Galaksi merapatkan bibirnya lagi, ia melanjutkan menyuapkan mie ke dalam mulutnya.

"Apaan sih, Kak. Kalau udah mantan emang kenapa? Sewot amat," balas Lili tak suka.

"Bercanda kali, baperan amat!" sewot Angkasa tak mau kalah.

***

"Kenapa kamu selalu sabar nunggu aku, Gem?" tanya Galaksi heran.

"Karena aku yakin, suatu saat nanti, kamu pasti bakal balas perasaan aku. Kalau pun seumpama itu nggak terjadi, aku nggak nyesel kok pernah cinta sama kamu."

Air mata Galaksi seketika jatuh dari sudut matanya, menyakitkan sekali, ketika mengingat kata-kata gadis itu yang terlontar padanya dulu.

"Udah, Gal. Aku udah capek, aku juga punya titik lelah. Jangan lagi, ya. Jangan buat aku selalu maafin semua kesalahan kamu, karena aku pasti akan maafin kamu."

Itu adalah kata-kata terakhir gadis itu sebelum hubungan keduanya benar-benar kandas.

"Gal," panggil seseorang yang berhasil membuat Galaksi tersentak dari lamunannya.

Ia buru-buru menghapus jejak-jejak air mata di pipinya. Kemudian menoleh ke arah si pemanggil yang kini tanpa permisi duduk di sampingnya. Keduanya saat ini berada di taman belakang rumah Lili.

"Lo pasti khawatirin keadaan Kak Gemi, ya." Galaksi menoleh ke arah Melodi, gadis itu kini mentap sendu ke arah langit yang ditaburi bintang-bintang indah di sana.

"Iya," balas Galaksi jujur.

Melodi tersenyum tipis, "Lo suka sama Kak Gemi, ya?" tanya Melodi.

"Pertanyaan lucu, jelas gue suka, lah."

Melodi tiba-tiba balas menatap tatapan Galaksi, "Tapi ... gue nggak pernah lihat perasaan itu di mata lo."

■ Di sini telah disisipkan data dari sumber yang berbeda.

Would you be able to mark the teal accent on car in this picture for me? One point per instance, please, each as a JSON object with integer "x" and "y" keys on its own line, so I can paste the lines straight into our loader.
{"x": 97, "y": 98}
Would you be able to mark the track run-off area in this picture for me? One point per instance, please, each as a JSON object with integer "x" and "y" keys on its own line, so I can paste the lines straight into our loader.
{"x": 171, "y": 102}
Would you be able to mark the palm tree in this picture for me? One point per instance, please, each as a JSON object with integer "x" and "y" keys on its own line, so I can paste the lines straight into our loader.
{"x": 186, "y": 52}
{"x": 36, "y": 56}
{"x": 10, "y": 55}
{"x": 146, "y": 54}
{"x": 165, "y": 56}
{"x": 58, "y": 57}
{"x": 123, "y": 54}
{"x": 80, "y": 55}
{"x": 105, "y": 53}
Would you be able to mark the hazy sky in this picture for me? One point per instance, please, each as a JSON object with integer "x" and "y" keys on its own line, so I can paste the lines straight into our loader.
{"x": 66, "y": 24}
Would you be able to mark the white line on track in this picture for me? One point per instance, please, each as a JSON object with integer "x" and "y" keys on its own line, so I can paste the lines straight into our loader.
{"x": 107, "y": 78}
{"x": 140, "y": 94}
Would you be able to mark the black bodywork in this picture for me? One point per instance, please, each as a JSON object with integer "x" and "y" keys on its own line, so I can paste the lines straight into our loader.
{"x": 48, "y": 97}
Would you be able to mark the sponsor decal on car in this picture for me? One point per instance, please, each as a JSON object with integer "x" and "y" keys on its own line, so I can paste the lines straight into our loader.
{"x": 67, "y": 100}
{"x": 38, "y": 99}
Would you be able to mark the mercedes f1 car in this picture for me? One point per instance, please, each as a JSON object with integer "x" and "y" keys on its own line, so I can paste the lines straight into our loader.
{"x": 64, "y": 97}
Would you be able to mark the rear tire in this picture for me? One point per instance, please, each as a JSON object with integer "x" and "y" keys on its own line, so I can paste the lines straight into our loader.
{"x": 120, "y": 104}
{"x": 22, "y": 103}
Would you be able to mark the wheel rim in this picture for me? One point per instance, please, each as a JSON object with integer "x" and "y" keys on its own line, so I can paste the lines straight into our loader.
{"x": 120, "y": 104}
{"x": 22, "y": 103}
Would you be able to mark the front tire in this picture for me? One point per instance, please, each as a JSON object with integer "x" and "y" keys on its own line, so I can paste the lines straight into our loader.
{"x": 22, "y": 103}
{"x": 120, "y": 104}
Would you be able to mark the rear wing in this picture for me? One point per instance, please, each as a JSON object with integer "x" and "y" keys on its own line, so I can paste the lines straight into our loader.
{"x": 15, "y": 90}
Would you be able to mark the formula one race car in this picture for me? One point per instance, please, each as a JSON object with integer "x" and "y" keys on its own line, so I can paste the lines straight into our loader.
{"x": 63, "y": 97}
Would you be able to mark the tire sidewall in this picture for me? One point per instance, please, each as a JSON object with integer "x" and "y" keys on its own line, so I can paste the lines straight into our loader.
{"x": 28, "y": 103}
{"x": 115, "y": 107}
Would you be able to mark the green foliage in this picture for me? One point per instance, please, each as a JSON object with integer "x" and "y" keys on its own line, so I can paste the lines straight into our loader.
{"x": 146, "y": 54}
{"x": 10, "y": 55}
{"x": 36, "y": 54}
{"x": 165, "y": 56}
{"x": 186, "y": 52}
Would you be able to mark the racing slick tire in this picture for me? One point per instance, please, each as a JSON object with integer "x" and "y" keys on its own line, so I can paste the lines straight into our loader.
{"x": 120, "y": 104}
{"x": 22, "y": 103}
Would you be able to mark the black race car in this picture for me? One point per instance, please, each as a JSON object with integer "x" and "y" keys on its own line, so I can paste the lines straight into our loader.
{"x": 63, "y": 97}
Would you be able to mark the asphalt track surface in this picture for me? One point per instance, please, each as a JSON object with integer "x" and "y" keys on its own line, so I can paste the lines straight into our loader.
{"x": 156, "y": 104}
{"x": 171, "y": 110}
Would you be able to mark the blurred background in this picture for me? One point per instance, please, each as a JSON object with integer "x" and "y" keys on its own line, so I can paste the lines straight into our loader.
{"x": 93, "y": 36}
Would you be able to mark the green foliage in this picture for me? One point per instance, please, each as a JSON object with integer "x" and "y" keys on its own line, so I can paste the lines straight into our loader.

Ada keheningan beberapa saat di antara mereka, hingga akhirnya Galaksi mencoba mencairkan suasana.

"Sok tau lo, Mel." Galaksi tertawa sumbang, "Lo terlalu banyak baca buku, nih. Sampai buat lo jadi peramal dadakan," sambungnya.

Melodi ikut membalas dengan tawa sumbang, Galaksi tidak akan jujur padanya "Kenapa lo bisa putus sama Kak Gemi?" tanyanya lagi.

"Gue berantem waktu itu."

"Karena apa?"

Galaksi menjitak dahi gadis itu gemas, "Nggak semua hal, harus gue kasih tau ke lo."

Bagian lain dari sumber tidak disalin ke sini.